Gabrielle Dawn Luna sees her father in every patient she treats.
As an emergency room nurse in the same New Jersey hospital where her father lay dying of Covid-19 last March, Ms. Luna knows firsthand what it’s like for a family to hang on to every new piece of information. She’s become acutely aware of the need to take extra time in explaining developments to a patient’s relatives who are often desperate for updates.
And Ms. Luna has been willing to share her personal loss if it helps, as she did recently with a patient whose husband died. But she has also learned to withhold it to respect each person’s distinct grief, as she did when a colleague’s father also succumbed to the disease.

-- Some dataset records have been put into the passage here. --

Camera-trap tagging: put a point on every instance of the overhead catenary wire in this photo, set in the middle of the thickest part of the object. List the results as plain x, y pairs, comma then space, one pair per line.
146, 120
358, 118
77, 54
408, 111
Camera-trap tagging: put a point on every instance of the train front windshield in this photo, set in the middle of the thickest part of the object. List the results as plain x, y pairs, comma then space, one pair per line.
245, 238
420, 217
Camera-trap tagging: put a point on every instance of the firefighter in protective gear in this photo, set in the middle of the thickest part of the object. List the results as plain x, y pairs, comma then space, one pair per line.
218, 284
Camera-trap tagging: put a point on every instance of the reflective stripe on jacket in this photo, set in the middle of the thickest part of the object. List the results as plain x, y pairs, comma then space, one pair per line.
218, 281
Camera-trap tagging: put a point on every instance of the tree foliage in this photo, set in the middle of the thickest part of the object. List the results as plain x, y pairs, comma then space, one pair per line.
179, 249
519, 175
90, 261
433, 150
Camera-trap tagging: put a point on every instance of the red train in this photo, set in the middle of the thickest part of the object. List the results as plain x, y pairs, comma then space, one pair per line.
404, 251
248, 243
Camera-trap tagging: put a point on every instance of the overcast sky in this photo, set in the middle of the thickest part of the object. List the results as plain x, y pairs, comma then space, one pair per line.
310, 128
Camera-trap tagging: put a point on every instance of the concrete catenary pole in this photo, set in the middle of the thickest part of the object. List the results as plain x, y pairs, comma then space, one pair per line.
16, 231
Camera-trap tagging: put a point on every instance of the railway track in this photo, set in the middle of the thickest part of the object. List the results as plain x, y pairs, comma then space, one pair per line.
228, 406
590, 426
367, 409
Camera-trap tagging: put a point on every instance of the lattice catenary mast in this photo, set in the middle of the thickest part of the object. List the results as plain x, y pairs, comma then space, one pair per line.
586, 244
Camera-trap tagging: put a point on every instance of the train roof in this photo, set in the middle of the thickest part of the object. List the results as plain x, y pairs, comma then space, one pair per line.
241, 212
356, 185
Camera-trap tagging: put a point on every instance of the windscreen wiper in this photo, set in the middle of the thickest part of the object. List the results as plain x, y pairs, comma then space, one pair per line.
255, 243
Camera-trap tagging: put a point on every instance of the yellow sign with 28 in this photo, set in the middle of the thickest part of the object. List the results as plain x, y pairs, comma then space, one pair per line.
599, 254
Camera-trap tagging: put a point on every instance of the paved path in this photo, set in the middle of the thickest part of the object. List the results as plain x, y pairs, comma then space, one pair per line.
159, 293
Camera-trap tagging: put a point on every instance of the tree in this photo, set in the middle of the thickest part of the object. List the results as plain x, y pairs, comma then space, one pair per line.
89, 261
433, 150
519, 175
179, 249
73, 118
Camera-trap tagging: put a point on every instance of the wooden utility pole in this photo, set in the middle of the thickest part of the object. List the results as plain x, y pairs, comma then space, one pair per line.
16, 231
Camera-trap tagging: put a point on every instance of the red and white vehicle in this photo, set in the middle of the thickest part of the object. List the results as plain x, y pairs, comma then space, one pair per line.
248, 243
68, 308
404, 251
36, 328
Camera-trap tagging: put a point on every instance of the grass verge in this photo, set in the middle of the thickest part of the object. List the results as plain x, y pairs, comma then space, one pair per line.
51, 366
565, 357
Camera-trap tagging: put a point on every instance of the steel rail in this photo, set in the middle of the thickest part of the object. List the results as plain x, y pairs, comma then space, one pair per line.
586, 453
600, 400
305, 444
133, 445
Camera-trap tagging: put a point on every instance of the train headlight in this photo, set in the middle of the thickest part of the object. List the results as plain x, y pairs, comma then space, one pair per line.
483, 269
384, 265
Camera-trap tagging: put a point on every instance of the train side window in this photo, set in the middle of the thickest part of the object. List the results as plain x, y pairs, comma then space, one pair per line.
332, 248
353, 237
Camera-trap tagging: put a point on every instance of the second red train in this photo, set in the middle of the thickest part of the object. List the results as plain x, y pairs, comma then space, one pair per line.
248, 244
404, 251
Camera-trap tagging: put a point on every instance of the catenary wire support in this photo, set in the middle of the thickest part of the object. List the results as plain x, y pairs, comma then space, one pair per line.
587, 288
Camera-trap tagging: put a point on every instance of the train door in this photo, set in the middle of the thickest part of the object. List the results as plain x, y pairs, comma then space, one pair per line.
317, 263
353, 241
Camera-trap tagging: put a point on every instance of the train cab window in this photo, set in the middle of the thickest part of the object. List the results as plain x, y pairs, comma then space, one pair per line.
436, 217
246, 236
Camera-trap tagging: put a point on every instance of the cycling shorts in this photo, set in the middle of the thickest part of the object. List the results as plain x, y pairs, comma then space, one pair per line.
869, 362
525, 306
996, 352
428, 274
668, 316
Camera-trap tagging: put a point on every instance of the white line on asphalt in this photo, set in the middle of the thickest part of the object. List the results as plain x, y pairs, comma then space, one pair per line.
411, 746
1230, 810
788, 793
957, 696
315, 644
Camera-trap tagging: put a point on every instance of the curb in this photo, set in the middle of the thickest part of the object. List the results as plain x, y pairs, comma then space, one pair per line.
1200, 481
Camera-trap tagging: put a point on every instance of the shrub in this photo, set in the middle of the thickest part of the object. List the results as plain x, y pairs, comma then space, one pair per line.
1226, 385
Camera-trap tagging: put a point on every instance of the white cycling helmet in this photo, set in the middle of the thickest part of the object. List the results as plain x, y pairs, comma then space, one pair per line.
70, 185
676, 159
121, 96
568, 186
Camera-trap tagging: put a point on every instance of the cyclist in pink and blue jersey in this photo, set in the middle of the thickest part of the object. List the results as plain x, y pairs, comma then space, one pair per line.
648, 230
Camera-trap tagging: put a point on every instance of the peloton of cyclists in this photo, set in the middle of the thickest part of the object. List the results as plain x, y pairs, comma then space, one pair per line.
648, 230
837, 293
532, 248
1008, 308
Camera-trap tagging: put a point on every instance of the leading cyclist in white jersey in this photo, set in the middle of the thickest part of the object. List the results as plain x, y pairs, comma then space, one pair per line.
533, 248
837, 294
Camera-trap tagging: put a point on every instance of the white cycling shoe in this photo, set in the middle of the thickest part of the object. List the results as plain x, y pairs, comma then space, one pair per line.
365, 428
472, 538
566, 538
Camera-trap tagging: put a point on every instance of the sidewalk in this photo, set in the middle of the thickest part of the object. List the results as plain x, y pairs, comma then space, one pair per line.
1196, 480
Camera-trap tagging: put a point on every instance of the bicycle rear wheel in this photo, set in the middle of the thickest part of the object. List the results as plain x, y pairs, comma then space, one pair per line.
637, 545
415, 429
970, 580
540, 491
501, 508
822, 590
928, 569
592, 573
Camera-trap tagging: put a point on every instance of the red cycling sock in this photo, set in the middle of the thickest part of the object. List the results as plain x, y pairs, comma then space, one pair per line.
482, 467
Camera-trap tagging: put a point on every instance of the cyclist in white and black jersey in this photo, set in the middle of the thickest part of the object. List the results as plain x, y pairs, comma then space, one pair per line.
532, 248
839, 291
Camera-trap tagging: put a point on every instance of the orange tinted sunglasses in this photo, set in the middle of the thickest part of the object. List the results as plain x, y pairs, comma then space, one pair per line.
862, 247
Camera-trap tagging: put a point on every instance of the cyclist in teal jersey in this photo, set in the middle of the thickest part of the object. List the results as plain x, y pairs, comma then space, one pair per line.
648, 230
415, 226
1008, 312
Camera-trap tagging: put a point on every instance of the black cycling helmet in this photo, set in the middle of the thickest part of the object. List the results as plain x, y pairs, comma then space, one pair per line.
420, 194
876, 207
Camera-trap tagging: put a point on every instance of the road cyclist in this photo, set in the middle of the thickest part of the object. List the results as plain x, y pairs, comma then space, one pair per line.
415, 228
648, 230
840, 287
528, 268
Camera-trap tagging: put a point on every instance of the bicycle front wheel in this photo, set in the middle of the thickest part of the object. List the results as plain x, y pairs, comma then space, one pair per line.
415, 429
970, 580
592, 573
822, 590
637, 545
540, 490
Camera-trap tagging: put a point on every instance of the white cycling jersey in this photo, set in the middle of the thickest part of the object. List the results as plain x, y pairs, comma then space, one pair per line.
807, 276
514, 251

It’s challenging, she said, to allow herself to grieve enough to help patients without feeling overwhelmed herself.
“Sometimes I think that’s too big a responsibility,” she said. “But that’s the job that I signed up for, right?”
Tom Omaña Luna, was also an emergency nurse and was proud when Ms. Luna joined him in the field. When he died on April 9, Ms. Luna, who also had mild symptoms of Covid-19, took about a week off work. Her mother, a nurse at a long-term-care facility, spent about six weeks at home afterward.
“She didn’t want me to go back to work for fear that something would happen to me, too,” Ms. Luna said. “But I had to go back. They needed me.”
When her hospital in Teaneck, N.J., swelled with virus patients, she struggled with stress, burnout and a nagging fear that left her grief an open wound: “Did I give it to him? I don’t want to think about that, but it’s a possibility.”
Like the Lunas, many who have been treating the millions of coronavirus patients in the United States over the past year come from families defined by medicine. It is a calling passed through generations, one that binds spouses and connects siblings who are states apart.